Bedford Creek opened in 1978, a nine-hole public course in Sackets Harbor, New York, designed by Clyde W. Wehr. It measures 3,021 yards to a par of 36 from the blue tees, with a course rating of 35.0 and a slope of 113. By the numbers it is a modest, walkable parkland nine — but it sits a short drive from Black River Bay where Lake Ontario empties out, and that location, not the yardage, is what shapes the round.
Hole-by-Hole Wind & Playing Lines
Hole 4 (par-4 376y, the card's longest two-shotter). This is the stoutest hole by length on the scorecard. The prevailing summer wind in this corner of Jefferson County runs out of the west to southwest, and into it the 376 plays every inch. I'd take the fat side off the tee, then club up one on the approach instead of trying to muscle the listed number — into a steady breeze, the carry you lose is more than the yardage you read.

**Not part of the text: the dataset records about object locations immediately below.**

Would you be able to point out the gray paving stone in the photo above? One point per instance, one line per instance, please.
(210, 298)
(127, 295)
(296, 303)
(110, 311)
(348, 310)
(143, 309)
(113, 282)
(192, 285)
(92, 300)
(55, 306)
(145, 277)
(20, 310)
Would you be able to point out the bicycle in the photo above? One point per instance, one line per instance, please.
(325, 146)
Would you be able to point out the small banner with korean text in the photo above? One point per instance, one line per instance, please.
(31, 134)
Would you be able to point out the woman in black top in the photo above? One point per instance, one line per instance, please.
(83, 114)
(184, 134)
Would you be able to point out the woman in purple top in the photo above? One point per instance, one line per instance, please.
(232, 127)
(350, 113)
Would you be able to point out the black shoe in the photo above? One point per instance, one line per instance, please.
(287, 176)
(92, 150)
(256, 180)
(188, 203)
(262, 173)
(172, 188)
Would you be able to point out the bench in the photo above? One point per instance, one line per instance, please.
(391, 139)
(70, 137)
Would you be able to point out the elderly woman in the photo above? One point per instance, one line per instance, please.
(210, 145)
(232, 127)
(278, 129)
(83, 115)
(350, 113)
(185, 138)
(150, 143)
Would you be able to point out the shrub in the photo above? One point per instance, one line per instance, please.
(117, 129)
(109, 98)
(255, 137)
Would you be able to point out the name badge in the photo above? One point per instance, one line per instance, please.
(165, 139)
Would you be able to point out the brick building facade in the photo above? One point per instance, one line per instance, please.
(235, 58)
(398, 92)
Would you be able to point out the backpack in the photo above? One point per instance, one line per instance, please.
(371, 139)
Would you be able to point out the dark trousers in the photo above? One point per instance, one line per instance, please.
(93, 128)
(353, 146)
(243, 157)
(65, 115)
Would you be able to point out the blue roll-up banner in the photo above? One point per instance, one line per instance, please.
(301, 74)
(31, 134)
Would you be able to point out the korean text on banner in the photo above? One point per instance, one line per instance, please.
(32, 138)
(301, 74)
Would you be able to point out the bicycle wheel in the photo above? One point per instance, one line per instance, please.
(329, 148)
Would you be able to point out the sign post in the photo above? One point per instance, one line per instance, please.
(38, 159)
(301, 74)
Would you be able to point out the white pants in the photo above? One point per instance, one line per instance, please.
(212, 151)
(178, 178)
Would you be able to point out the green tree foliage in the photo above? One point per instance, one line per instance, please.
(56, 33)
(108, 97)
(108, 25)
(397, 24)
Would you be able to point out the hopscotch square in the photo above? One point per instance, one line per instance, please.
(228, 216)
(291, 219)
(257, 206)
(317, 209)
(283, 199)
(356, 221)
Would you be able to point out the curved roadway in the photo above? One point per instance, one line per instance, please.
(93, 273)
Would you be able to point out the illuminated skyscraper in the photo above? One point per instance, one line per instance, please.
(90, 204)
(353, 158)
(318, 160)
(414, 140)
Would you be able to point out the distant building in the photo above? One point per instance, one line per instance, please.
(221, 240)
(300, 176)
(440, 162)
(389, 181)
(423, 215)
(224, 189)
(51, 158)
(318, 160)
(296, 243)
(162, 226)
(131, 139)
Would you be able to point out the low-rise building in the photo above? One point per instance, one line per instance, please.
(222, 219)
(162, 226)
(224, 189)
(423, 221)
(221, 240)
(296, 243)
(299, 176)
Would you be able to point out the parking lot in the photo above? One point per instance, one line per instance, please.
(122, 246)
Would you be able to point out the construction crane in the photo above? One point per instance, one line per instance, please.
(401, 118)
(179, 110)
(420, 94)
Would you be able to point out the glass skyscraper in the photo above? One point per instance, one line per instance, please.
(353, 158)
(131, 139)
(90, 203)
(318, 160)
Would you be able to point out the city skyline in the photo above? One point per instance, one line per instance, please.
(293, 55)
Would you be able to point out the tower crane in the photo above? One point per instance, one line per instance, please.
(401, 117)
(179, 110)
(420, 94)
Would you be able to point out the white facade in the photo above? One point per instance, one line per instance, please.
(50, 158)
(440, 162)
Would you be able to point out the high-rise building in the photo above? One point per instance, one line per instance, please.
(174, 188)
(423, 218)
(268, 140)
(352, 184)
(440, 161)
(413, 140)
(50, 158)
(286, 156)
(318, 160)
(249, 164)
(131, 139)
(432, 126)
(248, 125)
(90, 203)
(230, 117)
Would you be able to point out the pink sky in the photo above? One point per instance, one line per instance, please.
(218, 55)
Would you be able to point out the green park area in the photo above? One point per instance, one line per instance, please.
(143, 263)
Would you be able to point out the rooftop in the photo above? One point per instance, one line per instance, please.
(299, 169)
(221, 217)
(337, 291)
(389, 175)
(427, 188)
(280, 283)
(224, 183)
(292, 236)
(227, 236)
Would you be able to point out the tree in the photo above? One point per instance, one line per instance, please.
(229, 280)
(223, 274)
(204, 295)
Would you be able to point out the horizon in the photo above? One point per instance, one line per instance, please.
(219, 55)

Hole 9 (par-3 184y, closing hole). The long one-shotter to finish each loop. From 184 most players are hitting hybrid or a long iron, and that is exactly the club a quartering NW wind off the bay punishes most. When the lake breeze is up, this is a two-club adjustment — play to the front-middle and take your three.
Hole 5 (par-5 482y). The only par-5 over 450 on the card and the clearest birdie chance if the wind is at your back from the west. Downwind it shrinks to a reachable two-shotter; into the wind it is a routine three-shot hole. Let the day's wind direction, not ego, decide whether you go for it.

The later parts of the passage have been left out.